Cuando hablamos de carnes, principalmente nos referimos a la carne de cuatro animales: carne de aves, especialmente de pollo y pavo, carne de cerdo y carne de origen vacuno, aunque también hay otras carnes muy populares, como el cordero o el conejo.

En cualquier plato de carne lo más importante es la calidad de la materia prima que utilicemos, ya que, es uno de los alimentos donde más se nota la diferencia entre una calidad de producto estándar y una calidad óptima.

Una de las carnes más consumidas es la carne de pollo, ya que, además de ser muy versátil, es una fuente de proteína magra (es un tipo de carne que apenas tiene grasa) y tiene un buen sabor, que, además, podemos aderezar fácilmente.  La carne de pavo es también una de las favoritas por aquellos que siguen un estilo de vida healthy, ya que, además de su bajo aporte calórico, contiene 9 aminoácidos esenciales para nuestro organismo.
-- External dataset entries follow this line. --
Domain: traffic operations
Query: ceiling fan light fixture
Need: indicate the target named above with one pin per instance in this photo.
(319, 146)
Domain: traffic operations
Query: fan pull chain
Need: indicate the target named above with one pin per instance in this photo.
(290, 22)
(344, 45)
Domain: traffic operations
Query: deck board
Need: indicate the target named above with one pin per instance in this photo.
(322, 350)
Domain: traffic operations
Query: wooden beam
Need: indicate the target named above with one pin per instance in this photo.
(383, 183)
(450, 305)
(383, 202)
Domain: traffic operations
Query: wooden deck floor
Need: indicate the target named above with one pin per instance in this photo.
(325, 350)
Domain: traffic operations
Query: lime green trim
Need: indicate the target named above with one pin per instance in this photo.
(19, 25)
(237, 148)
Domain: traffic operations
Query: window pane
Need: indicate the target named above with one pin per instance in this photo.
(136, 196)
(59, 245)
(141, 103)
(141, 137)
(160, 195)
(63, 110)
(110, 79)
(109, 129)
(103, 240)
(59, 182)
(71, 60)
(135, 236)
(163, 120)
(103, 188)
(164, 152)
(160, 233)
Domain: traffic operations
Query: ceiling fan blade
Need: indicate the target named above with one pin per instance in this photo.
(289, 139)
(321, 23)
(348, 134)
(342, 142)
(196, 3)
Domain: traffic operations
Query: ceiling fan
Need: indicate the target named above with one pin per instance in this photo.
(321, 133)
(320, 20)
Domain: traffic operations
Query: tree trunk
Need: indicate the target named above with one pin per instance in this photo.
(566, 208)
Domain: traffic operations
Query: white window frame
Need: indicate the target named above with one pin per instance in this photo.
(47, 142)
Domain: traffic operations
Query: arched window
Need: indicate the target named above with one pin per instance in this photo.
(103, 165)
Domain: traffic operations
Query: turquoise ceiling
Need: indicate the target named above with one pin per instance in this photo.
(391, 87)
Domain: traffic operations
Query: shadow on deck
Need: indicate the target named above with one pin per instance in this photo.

Algunos de los platos más famosos hechos con estas dos aves son: pollo al curry, pollo con arroz, pavo asado o alitas de pollo.

La carne de cerdo, es una de las más consumidas. Es una carne que destaca por su sabor intenso y jugoso, sin embargo, al ser una carne más grasa, también tiene más calorías que otras. La carne de cerdo es la más utilizada para hacer embutidos, como el chorizo, el jamón serrano o el salchichón, sin embargo, cada vez es más común encontrar embutidos hechos a base de carnes magras, como el pollo o el pavo.

La carne de origen vacuno suele reservarse para ocasiones más especiales. Es una carne de un sabor penetrante y delicado a la vez, aunque no tan tierna como la de cerdo. Hay partes que se aprecian especialmente como la carrillera, la aguja o el solomillo. Algunos de los platos más populares son el estofado de ternera, el rabo de toro o el chuletón.

Otras carnes, como la de cordero o conejo, aunque son menos consumidas, también son muy apreciadas. La carne de cordero es de sabor intenso y grasa, por lo que no es recomendable consumirla en cenas. Por su parte, la carne de conejo es muy magra y resulta ideal para platos como la paella valenciana.

Las carnes de caza mayor también son una opción a tener en cuenta. Pese a que no son fáciles de conseguir, si tenemos la ocasión, merece la pena que las probemos, especialmente el jabalí y el corzo.